第四話 試験
ーーあ、杖忘れた
だが時既に遅し、試験開始時間か刻一刻と迫り、宿に杖を取りに行く時間などなかった
まぁ、剣があるし大丈夫でしょ!杖は杖についてる魔法石で魔力を増幅させるだけだし?実技あるかわからないもの
とにかく紙に書いてる部屋まで行かないと
*
しばらくして
「これより筆記試験を始めます」
試験に関しての説明が終わると、私含む受験者は問題に齧り付くように一斉に始めた。
第1問 一般的に、モンスターの魔石はどこにあるか
これは胸!!でも知能が高いモンスターだと進化の過程で胸以外の場所に魔石があるのよね
ギルドの受付嬢が言っていた通り、どれも常識レベルの問題ばかりで、落とす試験というより、確認のための試験のようだった。

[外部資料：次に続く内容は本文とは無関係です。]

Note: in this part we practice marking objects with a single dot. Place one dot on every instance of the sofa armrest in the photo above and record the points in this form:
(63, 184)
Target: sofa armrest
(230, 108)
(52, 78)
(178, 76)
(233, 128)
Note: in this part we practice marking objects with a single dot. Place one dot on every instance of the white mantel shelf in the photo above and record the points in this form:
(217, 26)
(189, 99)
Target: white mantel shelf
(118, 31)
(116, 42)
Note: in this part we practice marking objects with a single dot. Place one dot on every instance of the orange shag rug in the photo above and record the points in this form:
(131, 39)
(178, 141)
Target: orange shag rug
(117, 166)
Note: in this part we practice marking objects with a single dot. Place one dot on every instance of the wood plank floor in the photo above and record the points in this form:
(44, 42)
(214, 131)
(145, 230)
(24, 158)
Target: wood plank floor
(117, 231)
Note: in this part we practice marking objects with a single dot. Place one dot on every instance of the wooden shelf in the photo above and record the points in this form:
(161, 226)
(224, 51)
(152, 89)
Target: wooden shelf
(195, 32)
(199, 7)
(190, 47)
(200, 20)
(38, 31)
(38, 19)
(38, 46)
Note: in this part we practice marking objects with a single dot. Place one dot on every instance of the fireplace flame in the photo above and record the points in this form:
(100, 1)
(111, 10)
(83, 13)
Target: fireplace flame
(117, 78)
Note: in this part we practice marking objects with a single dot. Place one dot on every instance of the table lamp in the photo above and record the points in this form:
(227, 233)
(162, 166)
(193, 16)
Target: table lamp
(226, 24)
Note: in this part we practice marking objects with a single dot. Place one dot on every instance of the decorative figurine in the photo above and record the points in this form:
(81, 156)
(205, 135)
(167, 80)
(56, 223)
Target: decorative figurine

第12問 ゴブリンを解体する際、どのような順番で解体するのが正しいか
ゴブリンの解体とかもあるの…!?!?
えぇ…とにかく勘でもいいから書かないと
うっ…想像するだけで吐き気が……。
なんとか私は筆記試験を終え、実技試験会場へと向かった。
*
「只今から魔力測定を行いますので、こちらに受験番号をお持ちになった状態で三列に分かれてお並びください」
魔力測定…この前測ったのいつだったけ…?
まだ魔力量が固定される二十歳前だから前よりちょっと増えてそうだけど、魔力量多い部類ではあるけど特別多いわけじゃない貴族なら全然居るレベルだし……
あーあ、兄様ぐらい魔力量が多かったらよかったのに〜
「ルシェリア・カリスタリアさん、前へどうぞ」
「はい」
「カリスタリアだってよ」
「カリスタリア?あぁ、なんだっけ?」
「最年少で国宝級魔導士に選ばれた人よ!!」
「でもそいつって男じゃなかったか?あれはどう見ても女だろ」
はい、いかにも私は最年少国宝級魔導士ゼノヴィス・カリスタリアではありません。
私はルシェリア・カリスタリアです。
「ではこの水晶に手を乗せてさい」
「はい」
「適正属性は火、水、風、土、基本的な属性と…氷、雷、の二つの副属性、あと適性があるのは光属性…」
多そうに見えても高位貴族だと平均ぐらいの適性なのは変わらないか…
「精霊に好かれているのですね」
「…そうですね」
兄は渡しに適性がなかった闇、空間、時間も持ってる全適性持ちでしたけどね…!!
どうしてあの人格破綻者が精霊に好かれるのか、今だに理解できない……
「魔力量も平均以上ありますね」
「次は身体測定がありますので、隣の部屋へ向かってください」
身体測定…自信ないかも……
物を持ち上げたり、走ったり投げたり切ったり、先ほどの魔力測定が嘘のように時間も体力も吸い取られる試験だった。
ヘトヘトになりながら、私が近くの休憩スペースで休んでいると受験者の呼び出しが始まった。
きっとこれが合否発表なのだろう
喜んでいる人や落ち込んでいる人、なんとも言えない表情をしている人を見ていたら、あっという間に私の番が回ってきた。